Monterey County California Genealogy and History

Monterey County: Biographies


An enterprising, progressive merchant whose valuable experience has often been of service to his many appreciative patrons, is Lawrence P. Chavoya, the popular dealer in feed and grain at Monterey, a city and county in which he and his family are peculiarly at home. Their association, in fact, with the history of California extends back to a period considerably antedating the beginning of the American occupancy, when, as another historian has aptly put it, the olden days formed an era widely different from that of the twentieth century. Then the holdings of the landowners were vast, and the rancheros under the heroic Spanish regime constituted a picturesque aristocracy with many characteristics that naturally gave way to the matter-of-fact, realistic American incomer, who soon divided the tracts into small farms and for the first time fenced the ranges, introducing methods and appliances quite different from those followed or employed by the native rancher. With this early agricultural practice the Chavoya family was closely identified, for several generations of that excellent, rugged stock had operated in the rich coast country-leaders socially, politically and industrially.

Santa Clara county, for example, was the native haunt and home of Alexander Chavoya, who made his advent to this world there in 1833 and who continued through his long and busy life to remain in California, evidencing the deepest and most helpful interest in the development of its resources and in its prosperity. His native ability and his valuable experience were reflected in his appointment as one of the responsible superintendents for the famous rancheros, Miller & Lux, for whom he both bought and sold sheep. He was also superintendent of the Newhall rancho in Monterey county for ten years, laying aside his cares only in 1905, when he passed away at the ripe old age of seventy-two, highly honored by all men. He had married Miss Magdalena Gulnac, a native daughter, born in 1844, and they were blessed with ten children, all worthy sons and daughters. Mr. Chavoya came of a strain distinguished for longevity, one of the grandfathers living to be ninety, and a grandmother attaining her eighty-fifth year.

Lawrence P. Chavoya has passed all of his years in the central part of the state, and is a true native son. He was born August 10, 1861, at San Jose, where he both began and finished his education. When his parents moved to Monterey county he naturally accompanied them and near San Lucas he first cast his lot in the agricultural field, liking it so well that he continued to farm for a considerable period. He also served for years, with characteristic public-spiritedness, as a trustee of the local schools. After a while, however, the lure of the city brought him into town, where he established both a retail and a wholesale hay, wood and feed yard, and little by little built up an enviable business. His enterprise, leading to his always having on hand just what was most wanted, and his unimpeachable integrity, making him absolutely dependable in all of his dealings, contributed to win for him a large circle of satisfied customers. Always public-spirited, he never ceased to endorse and support movements having for their real object the ultimate, lasting good of the community. This interest in community welfare, led to his serving in Monterey as a trustee of the high school.

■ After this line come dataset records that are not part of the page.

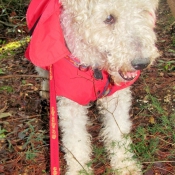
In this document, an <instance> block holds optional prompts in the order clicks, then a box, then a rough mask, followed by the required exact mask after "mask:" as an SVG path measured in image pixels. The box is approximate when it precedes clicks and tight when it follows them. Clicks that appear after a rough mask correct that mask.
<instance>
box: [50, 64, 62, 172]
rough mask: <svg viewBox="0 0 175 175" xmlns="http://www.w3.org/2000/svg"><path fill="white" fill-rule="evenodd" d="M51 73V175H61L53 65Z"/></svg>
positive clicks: (50, 92)
mask: <svg viewBox="0 0 175 175" xmlns="http://www.w3.org/2000/svg"><path fill="white" fill-rule="evenodd" d="M49 73H50V166H51V168H50V171H51V175H60V163H59V140H58V139H59V138H58V137H59V135H58V119H57V106H56V93H55V81H54V77H53V68H52V65H51V66H50V68H49Z"/></svg>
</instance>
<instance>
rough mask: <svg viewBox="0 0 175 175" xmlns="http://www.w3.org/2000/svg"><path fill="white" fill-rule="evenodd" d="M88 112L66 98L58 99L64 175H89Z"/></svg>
mask: <svg viewBox="0 0 175 175" xmlns="http://www.w3.org/2000/svg"><path fill="white" fill-rule="evenodd" d="M87 113H88V110H87V107H86V106H81V105H79V104H77V103H75V102H73V101H71V100H69V99H67V98H64V97H60V98H58V115H59V126H60V128H61V133H62V144H63V149H64V151H65V159H66V161H67V172H66V175H78V174H80V172H81V174H90V168H89V167H88V166H87V164H88V163H89V162H90V156H91V146H90V135H89V134H88V132H87V129H86V126H87V123H88V116H87Z"/></svg>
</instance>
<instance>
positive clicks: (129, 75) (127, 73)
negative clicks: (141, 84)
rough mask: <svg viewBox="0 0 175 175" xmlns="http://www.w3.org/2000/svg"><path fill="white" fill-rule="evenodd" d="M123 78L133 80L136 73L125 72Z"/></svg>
mask: <svg viewBox="0 0 175 175" xmlns="http://www.w3.org/2000/svg"><path fill="white" fill-rule="evenodd" d="M125 76H126V77H128V78H134V77H136V76H137V71H135V72H127V73H126V74H125Z"/></svg>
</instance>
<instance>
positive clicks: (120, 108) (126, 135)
mask: <svg viewBox="0 0 175 175" xmlns="http://www.w3.org/2000/svg"><path fill="white" fill-rule="evenodd" d="M99 102H100V105H101V107H102V108H100V111H101V113H102V115H103V129H102V131H101V136H103V138H104V143H105V146H106V149H107V151H108V153H109V158H110V161H111V166H112V168H113V169H114V172H115V174H116V175H140V174H142V173H141V170H140V169H141V167H140V166H139V164H138V163H137V161H136V160H134V159H133V153H132V151H131V149H130V143H131V139H130V138H129V136H128V134H129V132H130V129H131V121H130V119H129V109H130V106H131V93H130V90H129V88H127V89H124V90H120V91H117V92H116V93H115V94H114V95H112V96H109V97H105V98H102V99H100V100H99Z"/></svg>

Lawrence P. Chavoya married Miss Mary Heron, daughter of the well known pioneer, Peter Heron, but she passed away in the autumn of 1906, at the early age of thirty-eight, the mother of two sons and a daughter: Merle L., Harold J. and Marie A. Chavoya. In September, 1909, Mr. Chavoya remarried, taking for his second bride Miss Ida C. Kendall, a native of Nevada but at that time a resident of the Bay City. Mr. Chavoya has long been prominent in the Ancient Order of United Workmen, the Fraternal Brotherhood, the American Yeomen and the Native Sons of the Golden West, and it would be difficult to find any "old timer" held in higher esteem.

Source: History of Monterey and Santa Cruz Counties, California : cradle of California's history and romance : dating from the planting of the cross of Christendom upon the shores of Monterey Bay by Fr. Junipero Serra, and those intrepid adventurers who accompanied him, down to the present day. Chicago: S.J. Clarke Pub. Co., 1925, 890 pgs.